Esternalizzazione degli Ospedali di Comunità, la Cgil dice no alla privatizzazione
Una scelta grave e coerente, ancora una volta, con la progressiva, ma costante, riduzione del perimetro pubblico della sanità valtellinese. Si tratta di una decisione già avviata a cui, verosimilmente, a giorni si darà corso con la valutazione da parte di ASST dell’offerta “economicamente più vantaggiosa” quale criterio per l’aggiudicazione, sancendo un’ulteriore esternalizzazione di servizi sanitari essenziali.
Va ricordato che Case di Comunità e Ospedali di Comunità erano stati pensati per rafforzare la sanità pubblica territoriale, sancendo l’integrazione nel e per il territorio del complesso mosaico di cure ospedaliere, medicina territoriale, presa in carico e sostegno ai cittadini in una logica di prestazioni integrate e nel segno della prossimità, della vicinanza a casa e della ricomposizione delle cure contro la frammentazione delle risposte sanitarie. Affidarli al privato significa rinunciare alla regia dello Stato prima ancora di aprirli.
“La criticità è evidente: ingenti risorse economiche del PNRR sono servite a costruire nuovi edifici sanitari, ma in assenza di personale disponibile a renderne effettivo il ruolo. Le esternalizzazioni oggi toccano agli Ospedali di Comunità di Tirano, Dongo e Sondalo, ma temiamo – dichiarano all’unisono Michela Turcatti e Leonardo Puleri, rispettivamente Segretaria Generale della Cgil di Sondrio e Segretario Generale della Fp Cgil – che possano interessare in futuro altre strutture sanitarie pubbliche, proseguendo in un percorso di impoverimento della centralità del pubblico come garante della sanità pubblica universale”.

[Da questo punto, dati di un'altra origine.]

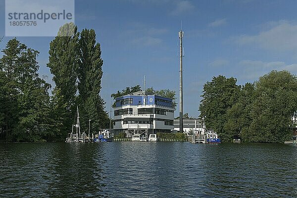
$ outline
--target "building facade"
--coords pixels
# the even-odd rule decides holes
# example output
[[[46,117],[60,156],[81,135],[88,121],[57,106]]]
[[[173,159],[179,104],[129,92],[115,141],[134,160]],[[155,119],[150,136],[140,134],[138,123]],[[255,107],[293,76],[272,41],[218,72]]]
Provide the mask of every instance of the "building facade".
[[[138,92],[115,99],[113,107],[114,135],[125,133],[127,137],[140,134],[170,133],[173,129],[174,108],[170,99]]]

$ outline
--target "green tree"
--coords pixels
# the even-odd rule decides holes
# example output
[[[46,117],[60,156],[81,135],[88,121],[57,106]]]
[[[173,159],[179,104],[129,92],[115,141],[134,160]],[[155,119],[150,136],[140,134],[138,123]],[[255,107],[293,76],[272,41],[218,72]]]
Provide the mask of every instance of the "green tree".
[[[240,87],[236,78],[219,75],[213,77],[203,85],[203,94],[199,106],[200,116],[205,117],[206,127],[216,131],[223,141],[230,140],[231,136],[224,128],[228,110],[238,100]]]
[[[96,35],[93,30],[85,29],[79,39],[80,62],[78,77],[79,93],[78,103],[81,110],[83,130],[86,131],[88,121],[92,120],[91,131],[105,128],[109,118],[104,110],[105,102],[100,96],[103,60],[101,58],[100,44],[96,43]]]
[[[272,71],[260,77],[255,87],[247,141],[283,143],[290,139],[289,127],[297,110],[297,78],[286,71]]]
[[[54,104],[52,111],[52,109],[58,111],[52,112],[51,115],[55,115],[62,122],[61,125],[57,125],[52,129],[52,133],[57,134],[61,132],[61,139],[71,130],[76,109],[77,72],[80,61],[79,36],[77,27],[73,23],[66,24],[60,28],[57,36],[50,45],[47,66],[53,75],[52,80],[55,84],[51,99],[51,102]]]
[[[246,137],[252,120],[250,112],[254,100],[254,85],[246,83],[241,87],[237,102],[228,110],[224,129],[228,132],[229,141],[237,135],[241,137],[243,142],[248,140]]]
[[[5,100],[1,102],[4,115],[1,131],[5,133],[6,141],[43,140],[48,131],[45,123],[50,86],[37,73],[39,52],[15,38],[8,41],[2,52],[0,94]]]

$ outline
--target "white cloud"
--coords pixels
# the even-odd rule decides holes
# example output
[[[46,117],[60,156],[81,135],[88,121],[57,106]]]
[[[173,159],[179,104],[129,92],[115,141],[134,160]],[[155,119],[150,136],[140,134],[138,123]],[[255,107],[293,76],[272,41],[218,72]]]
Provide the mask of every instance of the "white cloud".
[[[164,28],[151,27],[144,23],[137,22],[127,25],[128,29],[121,34],[129,38],[131,44],[139,46],[154,46],[163,43],[161,37],[168,32]]]
[[[287,70],[297,72],[297,63],[287,64],[282,61],[264,62],[260,60],[244,60],[239,62],[236,69],[238,79],[253,81],[272,70]]]
[[[133,45],[153,46],[161,44],[162,40],[157,38],[149,36],[138,38],[132,40]]]
[[[188,0],[176,0],[174,2],[174,9],[170,12],[172,15],[179,15],[188,13],[195,7],[192,3]]]
[[[225,18],[221,19],[217,19],[215,21],[208,24],[208,27],[215,28],[225,25],[227,23],[227,20]]]
[[[211,67],[217,67],[226,66],[228,65],[229,64],[229,60],[223,59],[220,59],[215,60],[214,61],[210,63],[209,65]]]
[[[268,25],[266,30],[255,35],[241,35],[235,41],[241,45],[256,45],[271,50],[297,51],[297,24],[283,20]]]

E aggiungono: “Asst opta per la via più breve che non necessariamente coincide con quella più giusta: esternalizzare a privati la gestione integrata di cure, servizi e prestazioni sanitarie pubbliche, invece di affrontare, come si sarebbe dovuto fare per tempo, il nodo del reclutamento di nuovo personale sanitario, mettendo al centro valorizzazione, politiche abitative, formazione, conciliazione vita-lavoro, flessibilità organizzative; voci e cifre che possono determinare un recupero di nuovo personale e frenare la fuga di molti sanitari”.
Per Turcatti e Puleri al centro di questa campagna di esternalizzazioni vi sono le tutele del personale delle ditte/aziende che opereranno negli Ospedali di comunità e la qualità dei servizi erogati. E ciò incrocia le due proposte di legge di iniziativa popolare della Cgil su sanità pubblica e appalti: “All’interno degli Ospedali di comunità opereranno lavoratrici e lavoratori a cui sarà applicato un diverso contratto di lavoro rispetto a quello della Sanità Pubblica, creando, a parità di mansioni, disparità economiche, di diritti e tutele generando, verosimilmente, dumping contrattuale. Lo sosteniamo con forza: a parità di lavoro devono corrispondere stessi diritti e stesso salario. Inoltre sappiamo che, quando il lavoro è sottopagato, risulta più complicato garantire qualità e continuità assistenziale”.
Quindi concludono: “Il ricorso alle esternalizzazioni va arrestato. Serve investire, e non indebolire, la governance pubblica per potenziare la sanità pubblica e valorizzare il personale che vi opera quale garanzia di qualità dei servizi integrati da erogare alla cittadinanza “.